Em abril de 2017, uma postagem do Clube do Automóvel Antigo de Taubaté (CAAT), que anunciava a abertura das inscrições para o 7º CAAT On The Road – 100 Milhas na Serra despertou minha curiosidade. Eu não conhecia aquela prova, mas me parecia ser bem interessante percorrer 100 milhas em um cenário exuberante como o da Serra da Mantiqueira. Imediatamente entrei em contato com o CAAT e as informações e gentileza do Sr. Aldo Toledo Fusco (Presidente do CAAT), bem como as belas fotos disponíveis na internet das provas anteriores, foram suficientes para definir a minha decisão em participar daquele rali de regularidade para carros históricos.
A singularidade do CAAT On The Road foi devidamente descrita há algumas semanas em uma bela trilogia assinada por Alexander Gromow que retratou todas as emoções do rali e, além disso, o sensacional vídeo de Paulo Keller revelou aos leitores cenas incríveis desta prova.
Contudo, a minha história nesse rali vai além dos momentos entre o briefing e a premiação.
Extrapolou as experiências vividas ao volante e significou um momento especial em minha vida profissional. Porém, para o meu relato fazer sentido, preciso contextualizar sobre minha formação universitária.
Assim sendo, há algumas décadas atrás após a conclusão do “colegial”, ingressei no curso de Educação Física. Depois de formado, o meu objetivo era seguir a carreira acadêmica, para atuar na docência e pesquisa. Fascinava-me o ambiente das universidades.

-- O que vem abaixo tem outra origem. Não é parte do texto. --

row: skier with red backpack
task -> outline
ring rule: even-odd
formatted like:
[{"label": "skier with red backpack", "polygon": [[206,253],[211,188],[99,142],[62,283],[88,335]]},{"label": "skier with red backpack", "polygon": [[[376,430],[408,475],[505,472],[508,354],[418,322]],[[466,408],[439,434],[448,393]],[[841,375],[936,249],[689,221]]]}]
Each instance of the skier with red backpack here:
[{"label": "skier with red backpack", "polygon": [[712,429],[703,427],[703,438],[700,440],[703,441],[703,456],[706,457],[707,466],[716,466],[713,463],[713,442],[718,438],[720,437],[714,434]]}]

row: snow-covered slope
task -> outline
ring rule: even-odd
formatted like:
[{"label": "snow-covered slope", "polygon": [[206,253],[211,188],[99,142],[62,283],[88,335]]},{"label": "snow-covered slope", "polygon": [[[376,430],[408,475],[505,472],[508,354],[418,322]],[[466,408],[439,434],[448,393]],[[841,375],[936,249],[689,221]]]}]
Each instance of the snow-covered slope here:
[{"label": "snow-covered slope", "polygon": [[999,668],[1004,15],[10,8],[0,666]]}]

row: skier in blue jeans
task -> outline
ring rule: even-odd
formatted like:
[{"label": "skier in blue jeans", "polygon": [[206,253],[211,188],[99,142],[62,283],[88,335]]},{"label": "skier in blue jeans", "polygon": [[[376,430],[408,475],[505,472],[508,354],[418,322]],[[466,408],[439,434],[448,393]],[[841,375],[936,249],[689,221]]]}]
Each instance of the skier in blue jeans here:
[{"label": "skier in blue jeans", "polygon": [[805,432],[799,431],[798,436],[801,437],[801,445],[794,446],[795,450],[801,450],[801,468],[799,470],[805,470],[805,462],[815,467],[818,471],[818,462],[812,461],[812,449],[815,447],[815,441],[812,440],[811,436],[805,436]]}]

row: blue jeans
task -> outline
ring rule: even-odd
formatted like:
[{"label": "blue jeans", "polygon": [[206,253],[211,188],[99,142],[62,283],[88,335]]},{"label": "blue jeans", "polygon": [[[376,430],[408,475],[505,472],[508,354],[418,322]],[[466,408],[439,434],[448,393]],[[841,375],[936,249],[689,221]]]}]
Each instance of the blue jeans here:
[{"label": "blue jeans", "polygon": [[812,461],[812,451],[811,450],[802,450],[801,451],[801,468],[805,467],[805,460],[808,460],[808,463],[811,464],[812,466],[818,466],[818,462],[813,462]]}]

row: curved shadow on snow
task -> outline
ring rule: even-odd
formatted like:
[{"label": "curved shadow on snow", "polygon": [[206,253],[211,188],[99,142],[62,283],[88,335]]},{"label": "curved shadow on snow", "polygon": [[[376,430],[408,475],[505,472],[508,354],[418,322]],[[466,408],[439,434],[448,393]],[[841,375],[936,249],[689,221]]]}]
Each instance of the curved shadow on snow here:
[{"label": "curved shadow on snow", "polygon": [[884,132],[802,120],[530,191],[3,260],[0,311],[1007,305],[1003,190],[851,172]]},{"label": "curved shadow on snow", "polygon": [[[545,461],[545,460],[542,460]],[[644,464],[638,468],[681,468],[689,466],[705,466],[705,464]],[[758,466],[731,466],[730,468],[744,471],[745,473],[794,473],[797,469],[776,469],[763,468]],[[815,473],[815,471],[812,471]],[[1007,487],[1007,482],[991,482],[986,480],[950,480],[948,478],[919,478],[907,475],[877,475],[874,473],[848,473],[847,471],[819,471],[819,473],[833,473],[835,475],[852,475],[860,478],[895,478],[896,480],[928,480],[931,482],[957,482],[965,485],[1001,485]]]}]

O caminho para alcançar essa meta passou pelo Mestrado em Ciências do Esporte (na Unicamp) e Doutorado em Ciências da Saúde (na Unifesp). Assim, ao longo dos anos de profissão, trabalhei em algumas Instituições de Ensino Superior (na graduação e pós-graduação), participei de centenas de pesquisas, orientei outras centenas de trabalhos de conclusão de curso, dezenas de projetos de iniciação científica e alguns mestrados. Durante essa trajetória, a Fisiologia do Exercício sempre esteve presente, fosse como Disciplina ou Linha de Pesquisa nos mais diversos estudos em que coordenei. Sem dúvida, me sinto realizado em minha área de atuação profissional.
Por outro lado, o autoentusiasmo e a paixão pelo automobilismo têm me acompanhado desde a infância, porém limitados à condição de hobby e/ou entretenimento. Evidentemente, nós como apaixonados por carros, corridas e motores sempre procuramos um meio para nos aproximarmos mais daquilo que nos agrada.
Particularmente, muitas vezes me deparava pesquisado artigos sobre preparação física dos pilotos de automobilismo. Sem dúvida que se tratava de um mecanismo inconsciente para conciliar paixões. Porém, essa condição de apenas “consumidor” dos estudos sobre aptidão física e automobilismo me incomodava há um bom tempo. Na verdade eu queria “produzir” algum conhecimento para contribuir na área.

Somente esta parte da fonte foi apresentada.